Subtropical or tropical plants will definitely need protection, as they're invariably frost-sensitive.

There are a few strategies that can be used to help protect vulnerable plants from frost damage:

  • Move potted plants to a more protected area such as a deck or patio, or up against a wall.
  • Protect small seedlings on frosty nights by creating cloches out of plastic soft drink bottles that have been cut in half.
  • Cover sensitive plants with frost or shade cloth. You can construct a temporary cloth cloche with a frame to hold the cloth up, to make a protective tent over your plants. Make sure that the cloth reaches to the ground around all the edges. Bricks or pavers are a handy way to weigh down the edges of the cloth on the ground. Make sure the cloth isn't directly touching your plants, there needs to be space between them.
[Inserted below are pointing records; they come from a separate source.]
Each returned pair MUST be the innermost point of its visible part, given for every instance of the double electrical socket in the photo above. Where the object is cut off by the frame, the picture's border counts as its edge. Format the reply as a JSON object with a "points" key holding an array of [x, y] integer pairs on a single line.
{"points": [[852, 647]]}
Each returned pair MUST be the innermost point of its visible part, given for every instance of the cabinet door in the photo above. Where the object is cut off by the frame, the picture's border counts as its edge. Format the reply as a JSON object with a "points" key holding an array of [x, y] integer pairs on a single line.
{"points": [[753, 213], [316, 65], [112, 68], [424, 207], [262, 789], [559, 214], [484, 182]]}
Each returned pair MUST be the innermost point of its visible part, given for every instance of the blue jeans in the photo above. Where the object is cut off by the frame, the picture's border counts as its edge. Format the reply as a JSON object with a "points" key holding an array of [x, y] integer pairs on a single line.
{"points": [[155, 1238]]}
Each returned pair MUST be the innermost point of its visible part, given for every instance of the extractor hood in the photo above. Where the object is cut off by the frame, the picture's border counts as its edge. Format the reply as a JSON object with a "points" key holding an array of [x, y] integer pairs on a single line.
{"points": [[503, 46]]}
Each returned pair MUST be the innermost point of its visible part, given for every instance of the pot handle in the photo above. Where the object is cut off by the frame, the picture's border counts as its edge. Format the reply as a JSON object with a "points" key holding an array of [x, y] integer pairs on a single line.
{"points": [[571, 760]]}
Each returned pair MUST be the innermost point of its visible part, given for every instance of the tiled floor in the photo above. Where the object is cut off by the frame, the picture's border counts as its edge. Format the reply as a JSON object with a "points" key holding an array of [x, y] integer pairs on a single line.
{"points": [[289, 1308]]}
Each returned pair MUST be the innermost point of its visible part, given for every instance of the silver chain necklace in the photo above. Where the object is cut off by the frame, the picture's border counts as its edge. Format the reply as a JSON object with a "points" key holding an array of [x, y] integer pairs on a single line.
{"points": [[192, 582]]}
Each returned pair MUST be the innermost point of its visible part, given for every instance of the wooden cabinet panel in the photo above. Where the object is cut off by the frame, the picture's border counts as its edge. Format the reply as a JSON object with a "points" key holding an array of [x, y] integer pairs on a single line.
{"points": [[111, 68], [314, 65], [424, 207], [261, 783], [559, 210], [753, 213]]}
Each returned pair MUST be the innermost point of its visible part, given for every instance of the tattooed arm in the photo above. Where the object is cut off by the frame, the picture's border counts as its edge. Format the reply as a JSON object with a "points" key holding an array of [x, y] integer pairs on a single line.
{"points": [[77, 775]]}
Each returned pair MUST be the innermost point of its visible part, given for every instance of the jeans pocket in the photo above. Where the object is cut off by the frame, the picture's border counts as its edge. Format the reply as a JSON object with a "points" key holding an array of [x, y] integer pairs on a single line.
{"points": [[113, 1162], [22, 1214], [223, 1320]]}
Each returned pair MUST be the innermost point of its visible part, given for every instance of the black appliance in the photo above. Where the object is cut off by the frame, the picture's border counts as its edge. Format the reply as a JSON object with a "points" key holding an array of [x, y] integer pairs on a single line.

  • A popular method to construct a cloche frame is to hammer two 40cm lengths of steel rebar into the ground to make pegs, then push each end of a length of 15mm alkathene pipe onto each steel peg, to form a 'hoop'. Make a line of hoops to drape the frost cloth over, long enough to cover a row of vegies. Bunch the cloth into a knot at each end and pin them down to the ground.
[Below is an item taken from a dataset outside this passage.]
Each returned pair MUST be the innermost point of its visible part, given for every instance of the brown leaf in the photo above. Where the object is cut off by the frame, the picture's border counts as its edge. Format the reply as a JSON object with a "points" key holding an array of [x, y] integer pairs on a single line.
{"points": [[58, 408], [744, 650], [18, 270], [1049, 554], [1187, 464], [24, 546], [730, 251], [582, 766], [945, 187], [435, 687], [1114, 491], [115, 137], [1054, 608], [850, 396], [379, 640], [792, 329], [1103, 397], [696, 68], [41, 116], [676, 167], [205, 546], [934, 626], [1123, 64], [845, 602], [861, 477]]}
  • A very simple alternative is to hammer in a Y post (AKA waratah standard) at each end of your vegie row, stretch a length of wire between them and just drape the frost cloth over the central wire to make a simple tent. Make sure the ends are closed in (you can knot them together loosely) and reach right down to the ground.


  • To protect young citrus or avocado trees, hammer in four Y posts around the tree, one on each corner. Stretch wire around the top corners of the posts. Drape frost cloth over the frame, covering the entire top and reaching right down to the ground.
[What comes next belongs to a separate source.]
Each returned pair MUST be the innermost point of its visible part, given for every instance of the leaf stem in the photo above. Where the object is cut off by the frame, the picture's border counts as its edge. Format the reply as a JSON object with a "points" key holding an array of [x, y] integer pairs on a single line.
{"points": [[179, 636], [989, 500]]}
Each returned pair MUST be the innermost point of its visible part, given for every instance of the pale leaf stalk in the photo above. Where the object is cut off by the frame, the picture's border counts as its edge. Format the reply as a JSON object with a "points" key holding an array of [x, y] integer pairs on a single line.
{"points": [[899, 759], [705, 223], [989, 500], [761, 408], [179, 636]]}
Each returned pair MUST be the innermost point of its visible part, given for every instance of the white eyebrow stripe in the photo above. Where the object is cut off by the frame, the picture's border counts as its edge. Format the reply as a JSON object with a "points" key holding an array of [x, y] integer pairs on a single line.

  • Late frosts can be very destructive to crop yields of spring flowering fruit trees, which benefit from having frost cloth draped over the entire tree for the night.
  • Keep garden soil moist, as moist soil is better able to absorb and store heat during the day. Dry soil can exacerbate frost damage.
  • Don’t prune off any frost-damaged foliage until the risk of frost has passed, as it can encourage vulnerable shoots of new growth. Also, the damaged foliage can help protect healthy growth underneath.
  • Indoor plants should also be protected from the cold. Move indoor plants away from bare windows (they can radiate cold on frosty nights) and chilly draughts coming in under doorways. Many plants that we grow indoors have originated from tropical climates and definitely won’t appreciate being exposed to low temperatures!